The highs and lows of performance evaluation: Towards a measurement theory for machine learning
Abstract:
Our understanding of performance evaluation measures for machine-learned classifiers has improved considerably over the last decades. However, there is a range of areas where this understanding is still lacking, leading to ill-advised practices in classifier evaluation. This is clearly problematic, since if machine learning researchers are unclear about what exactly their experiments are telling them about their machine learning algorithms, then how can end-users trust systems deploying those algorithms?
I suggest that in order to make further progress we need to develop a proper measurement theory of machine learning. Measurement theory studies the concepts of measurement and scale. If one has a way to measure, say, the length of individual rods or planks, this should also allow one to then calculate the combined length of concatenated rods or planks. What relevant concatenation operations are there in data science and AI, and what does that mean for the underlying measurement scale?
I discuss by example what such a measurement theory might look like and what kinds of new results it would entail. I furthermore argue that key properties such as classification ability and data set difficulty are unlikely to be directly observable, suggesting the need for latent-variable models. Ultimately, machine learning experiments need to go beyond simple correlations and aim to make causal inferences of the form 'Algorithm A outperformed algorithm B because the classes were highly imbalanced', or counterfactually, 'if the classes were re-balanced, this performance difference between A and B would not have been observed'.
Short CV:
Peter Flach has been Professor of Artificial Intelligence at the University of Bristol since 2003. An internationally leading scholar in the evaluation and improvement of machine learning models using ROC analysis and calibration, he has also published on mining highly structured data, and has an interest in human-centred AI. He is author of Simply Logical: Intelligent Reasoning by Example (John Wiley, 1994) and Machine Learning: the Art and Science of Algorithms that Make Sense of Data (Cambridge University Press, 2012).

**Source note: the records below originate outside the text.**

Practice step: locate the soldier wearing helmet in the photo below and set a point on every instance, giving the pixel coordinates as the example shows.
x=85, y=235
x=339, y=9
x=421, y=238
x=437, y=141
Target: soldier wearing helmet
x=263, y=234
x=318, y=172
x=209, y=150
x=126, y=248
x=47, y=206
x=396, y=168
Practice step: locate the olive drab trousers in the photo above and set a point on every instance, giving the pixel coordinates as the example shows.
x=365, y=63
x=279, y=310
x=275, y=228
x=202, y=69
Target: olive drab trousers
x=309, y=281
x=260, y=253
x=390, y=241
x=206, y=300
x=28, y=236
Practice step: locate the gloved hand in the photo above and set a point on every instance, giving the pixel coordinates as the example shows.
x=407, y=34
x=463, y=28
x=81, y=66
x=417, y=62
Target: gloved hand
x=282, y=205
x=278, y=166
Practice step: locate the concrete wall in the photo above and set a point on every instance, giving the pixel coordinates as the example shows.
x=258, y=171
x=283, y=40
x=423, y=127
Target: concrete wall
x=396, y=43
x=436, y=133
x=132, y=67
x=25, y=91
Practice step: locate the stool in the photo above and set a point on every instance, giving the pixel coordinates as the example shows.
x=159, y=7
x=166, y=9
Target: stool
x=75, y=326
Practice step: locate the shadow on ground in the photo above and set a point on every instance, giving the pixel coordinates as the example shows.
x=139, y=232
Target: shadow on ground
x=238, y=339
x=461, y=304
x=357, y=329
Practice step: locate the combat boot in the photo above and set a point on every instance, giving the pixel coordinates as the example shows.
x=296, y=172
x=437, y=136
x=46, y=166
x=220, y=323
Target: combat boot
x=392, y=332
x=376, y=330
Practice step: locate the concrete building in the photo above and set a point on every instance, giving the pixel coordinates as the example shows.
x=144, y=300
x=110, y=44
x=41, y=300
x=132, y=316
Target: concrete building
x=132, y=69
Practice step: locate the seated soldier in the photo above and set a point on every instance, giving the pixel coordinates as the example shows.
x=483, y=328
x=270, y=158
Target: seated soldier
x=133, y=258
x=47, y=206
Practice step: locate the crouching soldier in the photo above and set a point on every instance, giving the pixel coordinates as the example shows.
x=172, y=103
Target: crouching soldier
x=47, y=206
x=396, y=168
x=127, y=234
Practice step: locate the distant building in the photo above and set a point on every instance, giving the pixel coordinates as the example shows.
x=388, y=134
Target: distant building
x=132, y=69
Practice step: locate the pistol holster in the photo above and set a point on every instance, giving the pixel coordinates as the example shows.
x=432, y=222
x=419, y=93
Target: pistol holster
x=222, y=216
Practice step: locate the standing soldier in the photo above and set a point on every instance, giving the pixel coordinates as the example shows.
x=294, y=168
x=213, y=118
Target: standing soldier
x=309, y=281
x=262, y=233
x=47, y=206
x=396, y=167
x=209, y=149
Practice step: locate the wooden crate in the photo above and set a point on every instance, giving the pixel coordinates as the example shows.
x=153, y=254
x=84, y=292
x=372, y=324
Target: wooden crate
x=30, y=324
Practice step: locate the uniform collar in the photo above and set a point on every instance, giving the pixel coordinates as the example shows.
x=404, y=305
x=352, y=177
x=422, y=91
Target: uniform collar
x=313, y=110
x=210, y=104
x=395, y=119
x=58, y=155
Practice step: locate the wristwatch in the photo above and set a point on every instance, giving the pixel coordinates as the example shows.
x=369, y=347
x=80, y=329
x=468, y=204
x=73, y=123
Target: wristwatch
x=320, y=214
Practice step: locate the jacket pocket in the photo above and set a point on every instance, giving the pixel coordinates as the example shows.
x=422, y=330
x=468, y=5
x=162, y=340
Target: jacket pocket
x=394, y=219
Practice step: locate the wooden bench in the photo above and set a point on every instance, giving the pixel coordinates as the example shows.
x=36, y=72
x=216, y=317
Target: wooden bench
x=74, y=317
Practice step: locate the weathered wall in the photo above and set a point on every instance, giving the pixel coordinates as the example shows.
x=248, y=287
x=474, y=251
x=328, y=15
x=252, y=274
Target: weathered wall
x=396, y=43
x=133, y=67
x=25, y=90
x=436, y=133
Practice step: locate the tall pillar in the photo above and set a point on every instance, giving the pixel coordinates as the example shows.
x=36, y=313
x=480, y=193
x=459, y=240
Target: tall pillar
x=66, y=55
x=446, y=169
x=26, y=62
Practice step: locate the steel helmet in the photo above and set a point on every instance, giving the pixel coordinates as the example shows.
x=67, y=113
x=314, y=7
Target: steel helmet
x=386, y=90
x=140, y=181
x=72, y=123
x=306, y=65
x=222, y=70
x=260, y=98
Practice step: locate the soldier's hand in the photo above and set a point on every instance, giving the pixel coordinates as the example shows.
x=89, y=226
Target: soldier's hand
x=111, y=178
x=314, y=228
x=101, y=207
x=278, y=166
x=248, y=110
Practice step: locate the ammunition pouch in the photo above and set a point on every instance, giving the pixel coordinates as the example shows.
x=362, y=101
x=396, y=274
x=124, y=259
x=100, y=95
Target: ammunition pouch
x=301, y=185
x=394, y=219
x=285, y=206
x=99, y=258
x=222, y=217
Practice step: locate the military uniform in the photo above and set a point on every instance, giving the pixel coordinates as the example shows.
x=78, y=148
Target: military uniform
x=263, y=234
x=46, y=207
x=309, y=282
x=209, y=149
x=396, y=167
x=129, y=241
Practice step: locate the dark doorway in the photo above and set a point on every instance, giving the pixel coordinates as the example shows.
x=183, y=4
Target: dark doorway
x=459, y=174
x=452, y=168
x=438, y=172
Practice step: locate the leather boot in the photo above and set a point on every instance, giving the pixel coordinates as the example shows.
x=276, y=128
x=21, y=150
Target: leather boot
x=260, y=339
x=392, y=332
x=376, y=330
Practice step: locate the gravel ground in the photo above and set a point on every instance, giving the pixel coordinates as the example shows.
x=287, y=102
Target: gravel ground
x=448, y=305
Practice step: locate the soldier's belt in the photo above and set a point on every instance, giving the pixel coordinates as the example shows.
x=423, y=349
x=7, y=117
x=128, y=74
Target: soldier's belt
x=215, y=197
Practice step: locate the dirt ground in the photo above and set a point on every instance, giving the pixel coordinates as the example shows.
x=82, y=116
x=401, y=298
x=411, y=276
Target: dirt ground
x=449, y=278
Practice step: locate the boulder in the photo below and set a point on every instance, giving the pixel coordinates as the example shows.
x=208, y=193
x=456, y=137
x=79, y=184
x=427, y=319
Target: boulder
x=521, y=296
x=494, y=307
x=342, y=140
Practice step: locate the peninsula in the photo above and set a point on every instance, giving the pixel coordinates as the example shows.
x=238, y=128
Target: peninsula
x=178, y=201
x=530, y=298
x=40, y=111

Prof Flach stepped down last year as the Editor-in-Chief of the Machine Learning journal, after being in post for 10 years. He was Programme Co-Chair of the 1999 International Conference on Inductive Logic Programming, the 2001 European Conference on Machine Learning, the 2009 ACM Conference on Knowledge Discovery and Data Mining, and the 2012 European Conference on Machine Learning and Knowledge Discovery in Databases in Bristol. He is President of the European Association for Data Science, and a Fellow of the Alan Turing Institute for Data Science and Artificial Intelligence.